The released benchmark remains reconstructable because handoff artifacts are explicit
The pipeline exposes concrete handoff files between stages: scene point clouds, reviewed
landmarks, mission folders, manifests, rerender requests, and metric exports. This keeps
the released benchmark traceable as an inspectable file hierarchy rather than hidden runtime
state, so benchmark media can be refreshed and evaluation can be rerun without guessing
intermediate decisions.
The release is also practical to reuse: both the dataset assets and the public codebase are
already published, so external users do not need to reconstruct the benchmark from scratch
before they can inspect files, load manifests, or run evaluation. The Usage page collects
the currently released download channels together with the official code repository and
access notes.
Reviewer workflow. Read Benchmark for released scope and sample balance. Read Construction for stage-by-stage provenance and handoff files. Read Evaluation for exact prompt templates, JSON contracts, and scoring rules. Download leaderboard JSON / CSV files to verify tables or regenerate figures.

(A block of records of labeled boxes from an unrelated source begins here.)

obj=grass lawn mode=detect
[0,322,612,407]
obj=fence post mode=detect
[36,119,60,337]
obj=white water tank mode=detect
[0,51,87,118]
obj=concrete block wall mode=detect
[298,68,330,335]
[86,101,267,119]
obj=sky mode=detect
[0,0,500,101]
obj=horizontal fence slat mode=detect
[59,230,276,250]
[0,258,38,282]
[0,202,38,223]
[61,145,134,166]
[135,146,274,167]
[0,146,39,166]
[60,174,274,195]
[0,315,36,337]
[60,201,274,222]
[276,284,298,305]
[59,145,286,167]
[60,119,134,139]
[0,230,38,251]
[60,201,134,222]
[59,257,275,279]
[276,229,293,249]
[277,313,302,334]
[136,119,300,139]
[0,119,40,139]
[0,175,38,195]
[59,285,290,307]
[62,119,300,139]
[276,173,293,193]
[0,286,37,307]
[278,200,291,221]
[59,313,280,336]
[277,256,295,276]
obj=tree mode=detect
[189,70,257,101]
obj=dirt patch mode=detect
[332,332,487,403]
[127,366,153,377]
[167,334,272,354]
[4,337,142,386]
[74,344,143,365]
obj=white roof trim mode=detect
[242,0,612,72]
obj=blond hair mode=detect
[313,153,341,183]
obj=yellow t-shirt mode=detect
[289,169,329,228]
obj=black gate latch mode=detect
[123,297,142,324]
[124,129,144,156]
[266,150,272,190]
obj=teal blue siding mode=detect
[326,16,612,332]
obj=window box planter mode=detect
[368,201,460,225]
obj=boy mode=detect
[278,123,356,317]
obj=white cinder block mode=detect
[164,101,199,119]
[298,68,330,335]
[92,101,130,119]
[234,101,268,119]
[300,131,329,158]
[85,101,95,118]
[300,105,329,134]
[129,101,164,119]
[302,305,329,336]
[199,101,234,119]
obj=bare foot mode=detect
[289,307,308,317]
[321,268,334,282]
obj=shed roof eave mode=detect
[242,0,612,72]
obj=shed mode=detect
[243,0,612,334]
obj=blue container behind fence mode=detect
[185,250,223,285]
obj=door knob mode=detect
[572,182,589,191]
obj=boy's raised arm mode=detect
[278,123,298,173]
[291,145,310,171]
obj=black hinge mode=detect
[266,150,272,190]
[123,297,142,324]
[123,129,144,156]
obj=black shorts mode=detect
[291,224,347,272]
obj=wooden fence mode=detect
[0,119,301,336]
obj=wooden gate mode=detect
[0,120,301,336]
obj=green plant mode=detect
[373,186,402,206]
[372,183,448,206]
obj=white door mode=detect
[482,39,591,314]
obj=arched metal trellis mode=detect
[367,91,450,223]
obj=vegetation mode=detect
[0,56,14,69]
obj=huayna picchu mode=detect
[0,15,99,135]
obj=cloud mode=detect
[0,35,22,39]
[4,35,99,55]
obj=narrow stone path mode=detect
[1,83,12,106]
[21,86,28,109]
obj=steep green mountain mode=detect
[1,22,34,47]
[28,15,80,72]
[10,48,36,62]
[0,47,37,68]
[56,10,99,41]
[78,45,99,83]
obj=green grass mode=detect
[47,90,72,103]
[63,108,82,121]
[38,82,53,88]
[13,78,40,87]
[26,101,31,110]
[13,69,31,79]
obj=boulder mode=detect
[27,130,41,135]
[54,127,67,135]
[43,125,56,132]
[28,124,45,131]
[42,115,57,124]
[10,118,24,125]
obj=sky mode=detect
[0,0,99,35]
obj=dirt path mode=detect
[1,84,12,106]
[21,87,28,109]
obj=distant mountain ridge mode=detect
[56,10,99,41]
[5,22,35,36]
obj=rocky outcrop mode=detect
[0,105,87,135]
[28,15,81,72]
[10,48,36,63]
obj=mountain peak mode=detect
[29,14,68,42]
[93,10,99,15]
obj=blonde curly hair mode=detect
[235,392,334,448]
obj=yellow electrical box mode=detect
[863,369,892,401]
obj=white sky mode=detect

Dataset user workflow. Start from scene_data reviewed landmarks and task_pipeline manifests. Use Stage 4 manifests plus render_requests to reproduce image tasks without changing semantics. Use Stage 3 mission folders plus task_data.json to inspect video supervision and media specs. Use exported metric matrices when comparing model runs outside the website.
Maintainer workflow. Regenerate Stage 4 and Stage 3 media through task_pipeline render phases. Rerun experiment phases for the desired stage. Export latest metrics CSV files. Refresh site data and rebuild the static website.